O arrendamento é, nos termos das disposições conjuntas dos antigos artigos 1022.º e 1023.º do Código Civil, o contrato pelo qual uma partes se obriga a proporcionar à outra o gozo temporário de uma coisa imóvel, mediante retribuição.

A Lei nº.6/2006, de 27 de Fevereiro, veio aprovar o novo regime do arrendamento urbano (NRAU), estabelecendo ainda o regime especial de actualizações das rendas antigas.

Nos termos do artigo 1023.º do Codigo Civil, a locação diz-se arrendamento quando incide sobre coisa imóvel, e considera-se aluguer quando incide sobre coisa móvel.

Nos termos do artigo 1067.º do Codigo Civil, o arrendamento urbano pode ser habitacional ou não habitacional.

O Decreto-Lei n.º160/2006, de 8 de Agosto, veio regulamentar o n.º 2 do artigo 1070º do Codigo Civil, estabelecendo os elementos do contrato de arrendamento e os requisitos a que obedece a sua celebração.

Continua a exigir-se a licença de utilização, para se poder dar de arrendamento um prédio urbano ou uma fracção autónoma.

O contrato  de arrendamento urbano para habitação pode ser celebrado com prazo certo ou por duração indeterminada, com prazo certo o contrato não pode ser inferior a cinco anos, este minimo não se aplica aos contrato para habitação não permanente ou para fins transitórios.

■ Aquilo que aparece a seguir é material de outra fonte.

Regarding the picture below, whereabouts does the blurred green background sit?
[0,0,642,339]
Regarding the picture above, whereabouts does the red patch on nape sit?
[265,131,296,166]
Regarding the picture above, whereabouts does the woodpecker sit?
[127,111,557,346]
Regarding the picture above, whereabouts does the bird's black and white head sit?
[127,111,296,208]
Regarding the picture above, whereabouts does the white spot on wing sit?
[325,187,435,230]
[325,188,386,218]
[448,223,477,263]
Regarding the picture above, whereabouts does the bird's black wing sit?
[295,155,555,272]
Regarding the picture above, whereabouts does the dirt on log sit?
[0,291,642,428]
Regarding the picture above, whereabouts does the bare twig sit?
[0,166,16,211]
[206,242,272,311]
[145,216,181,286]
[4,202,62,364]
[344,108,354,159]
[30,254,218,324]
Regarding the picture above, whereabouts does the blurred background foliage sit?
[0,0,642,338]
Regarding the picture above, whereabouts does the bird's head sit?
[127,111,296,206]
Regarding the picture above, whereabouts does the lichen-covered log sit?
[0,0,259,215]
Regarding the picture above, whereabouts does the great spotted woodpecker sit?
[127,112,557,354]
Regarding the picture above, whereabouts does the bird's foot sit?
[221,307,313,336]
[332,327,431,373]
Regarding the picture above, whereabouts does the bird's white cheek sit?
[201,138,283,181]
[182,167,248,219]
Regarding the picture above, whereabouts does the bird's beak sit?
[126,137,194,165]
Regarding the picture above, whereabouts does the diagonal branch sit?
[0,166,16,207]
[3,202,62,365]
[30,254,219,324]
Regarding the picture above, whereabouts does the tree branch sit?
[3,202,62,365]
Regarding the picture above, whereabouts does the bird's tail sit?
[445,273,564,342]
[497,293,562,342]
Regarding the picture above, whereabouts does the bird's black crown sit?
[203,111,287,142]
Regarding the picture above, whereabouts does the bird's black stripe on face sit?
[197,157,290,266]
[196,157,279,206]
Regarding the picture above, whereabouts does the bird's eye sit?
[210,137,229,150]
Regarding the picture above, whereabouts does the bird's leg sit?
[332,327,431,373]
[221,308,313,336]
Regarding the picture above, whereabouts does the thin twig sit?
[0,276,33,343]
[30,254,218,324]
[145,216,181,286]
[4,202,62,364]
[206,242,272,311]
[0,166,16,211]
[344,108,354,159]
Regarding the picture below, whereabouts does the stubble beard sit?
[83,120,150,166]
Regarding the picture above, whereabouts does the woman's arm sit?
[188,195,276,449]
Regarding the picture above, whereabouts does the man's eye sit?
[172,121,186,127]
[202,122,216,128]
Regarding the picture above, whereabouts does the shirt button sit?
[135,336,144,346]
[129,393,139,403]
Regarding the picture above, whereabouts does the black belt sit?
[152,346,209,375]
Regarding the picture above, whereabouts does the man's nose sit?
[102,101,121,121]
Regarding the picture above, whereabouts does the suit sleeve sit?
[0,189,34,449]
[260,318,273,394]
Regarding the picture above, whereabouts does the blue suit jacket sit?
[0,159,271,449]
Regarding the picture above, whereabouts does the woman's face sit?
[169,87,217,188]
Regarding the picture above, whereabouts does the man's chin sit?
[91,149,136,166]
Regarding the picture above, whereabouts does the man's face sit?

O arrendatário se não pretender renovar o contrato, terá que comunicar ao senhorio essa sua intenção, com uma antecedência mínima de 120 dias relativamente ao termo do contrato.

Tratando-se de contrato de arrendamento de duração indeterminada, para habitação, o senhorio só poderá denunciar o contrato se tiver justificação, nos termos do artigo 1101º do Código Civil.

Quanto à resolução do contrato, o artigo nº 1163º do Código Civil, estabelece os casos em que qualquer das partes pode resolver o contrato com fundamento em incumprimento pela outra parte.

No caso de o arrendatário incorrer em mora do pagamento da renda, encargo ou despesa por prazo superior a três meses poderá o senhorio resolver o contrato por simples comunicação á contraparte.

Nos contratos para fins não habitacionais, incluindo comércio e Industria ou exercício de profissões liberais, no que respeita á duração destes e à possibilidade de denuncia ou oposição á renovação, aplicam-se as regras estabelecidas para o arrendamento para a habitação se as partes não tiverem previsto expressamente tais situações.

O artigo 1112º do Código Civil, consagra as situações de trespasse de estabelecimento comercial ou industrial, estabelecendo que é permitida a transmissão “por acto entre vivos” da posição de arrendatário, sem dependencia de autorização do senhorio.

A NRAU trouxe a possibilidade de os senhorios procederem ao aumento das rendas em certas circunstancias, o mesmo depende do estado de conservação dos imoveis,e é aplicado de uma forma faseada de acordo com o artigo 38º da Lei 6/2006.